When installed, the Citrix User Profile Manager allows administrators to run reports on the user experience, session responsiveness, and insights into logon performance within Citrix Director and Citrix Analytics for Performance.

/logpath path

Log file location. The specified folder must exist as the installer does not create it. The default path is "%TEMP%\Citrix\XenDesktop Installer," but if the install is conducted via SCCM, then depending on the context, the log files can be in the system temp folder instead.

/optimize

Do NOT use this flag as it is intended mainly for MCS deployed machines.

Deployment

To deploy the Virtual Delivery Agent to thousands of physical PCs, automated processes are required.

Via Scripting

The install media for Citrix Virtual Apps and Desktops includes a deployment script (%InstallMedia%\Support\ADDeploy\InstallVDA.bat) that can be used via Active Directory Group Policy Objects.

The script can be used as a baseline for PowerShell scripts and Enterprise Software Deployments (ESD) tools. These approaches allow organizations to quickly deploy the agent to thousands of physical endpoints.

Via SCCM

If you are automating the VDA installation with an ESD tool such as SCCM or Altiris, creating separate packages for the prerequisites and VDA tends to work best. You can find more information about VDA deployment with ESD tools in the product documentation.

Microsoft Teams

If users access Microsoft Teams for voice and video calls, content redirection functionality is required to create a positive user experience.
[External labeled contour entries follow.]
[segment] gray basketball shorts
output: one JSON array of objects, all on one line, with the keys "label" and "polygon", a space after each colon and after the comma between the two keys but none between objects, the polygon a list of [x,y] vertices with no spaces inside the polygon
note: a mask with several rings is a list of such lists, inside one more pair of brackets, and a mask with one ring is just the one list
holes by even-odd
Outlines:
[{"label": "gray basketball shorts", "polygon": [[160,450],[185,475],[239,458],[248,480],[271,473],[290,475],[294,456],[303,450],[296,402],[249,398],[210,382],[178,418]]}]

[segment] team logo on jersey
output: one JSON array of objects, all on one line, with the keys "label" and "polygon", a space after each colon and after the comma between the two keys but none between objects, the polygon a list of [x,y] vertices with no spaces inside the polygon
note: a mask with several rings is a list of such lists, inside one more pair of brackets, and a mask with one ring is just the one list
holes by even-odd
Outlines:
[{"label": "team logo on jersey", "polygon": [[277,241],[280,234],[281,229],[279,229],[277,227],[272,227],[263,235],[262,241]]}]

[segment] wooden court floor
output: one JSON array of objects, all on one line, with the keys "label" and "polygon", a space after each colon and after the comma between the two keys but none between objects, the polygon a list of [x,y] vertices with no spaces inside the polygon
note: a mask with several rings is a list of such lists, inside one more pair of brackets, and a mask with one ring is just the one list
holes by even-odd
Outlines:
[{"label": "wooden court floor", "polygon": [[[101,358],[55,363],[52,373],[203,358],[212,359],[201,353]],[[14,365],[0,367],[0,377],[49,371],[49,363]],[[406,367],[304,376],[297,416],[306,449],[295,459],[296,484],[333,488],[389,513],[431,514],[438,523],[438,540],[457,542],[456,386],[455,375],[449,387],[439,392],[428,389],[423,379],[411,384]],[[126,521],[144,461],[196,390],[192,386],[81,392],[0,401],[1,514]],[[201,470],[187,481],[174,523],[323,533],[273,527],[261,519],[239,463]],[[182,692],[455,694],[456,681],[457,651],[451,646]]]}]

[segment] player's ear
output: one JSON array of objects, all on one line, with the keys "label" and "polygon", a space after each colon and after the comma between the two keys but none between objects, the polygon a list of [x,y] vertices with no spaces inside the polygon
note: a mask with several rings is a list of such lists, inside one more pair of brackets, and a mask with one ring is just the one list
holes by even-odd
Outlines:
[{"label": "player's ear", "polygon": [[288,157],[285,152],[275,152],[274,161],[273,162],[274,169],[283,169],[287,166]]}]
For content redirection to be available when using VDA 1912 or older, it is required to deploy the VDA on the physical PCs using the single-session full VDA installer (standalone VDAWorkstationSetup.exe) with the /remotepc command line option.

For example: VDAWorkstationSetup.exe /quiet /remotepc /controllers “control.domain.com” /enable_hdx_ports /noresume /noreboot

If deploying VDA 2003 or newer, the single-session core VDA installer can be used instead (standalone VDAWorkstationCoreSetup.exe).

For example: VDAWorkstationCoreSetup.exe /quiet /controllers “control.domain.com” /enable_hdx_ports /noresume /noreboot

Common Network Ports

Similar to any other Citrix VDA, there are a handful of key network ports to be mindful of opening for the system to function. As a reminder, ICA traffic needs to reach the Remote PC Access from the NetScaler hosting the external NetScaler Gateway. A comprehensive list of ports can be found in Communication Ports Used by Citrix Technologies.

VDA Registration

Depending on the network topology, the subnet containing the Virtual Apps and Desktops Delivery Controllers might not allow communication to or from the physical PCs. To properly register with the Delivery Controller, the VDA on the PC must be able to communicate with the Delivery Controller in both directions using the following protocols:

• VDA to Controller: Kerberos
• Controller to VDA: Kerberos

If the VDA is unable to register with the controller, review the VDA registration article. If you are using Citrix Cloud, the Cloud Connectors take the place of the Delivery Controller.

Further Guidance

More design guidance including considerations and troubleshooting steps can be found in the Remote PC Access product documentation.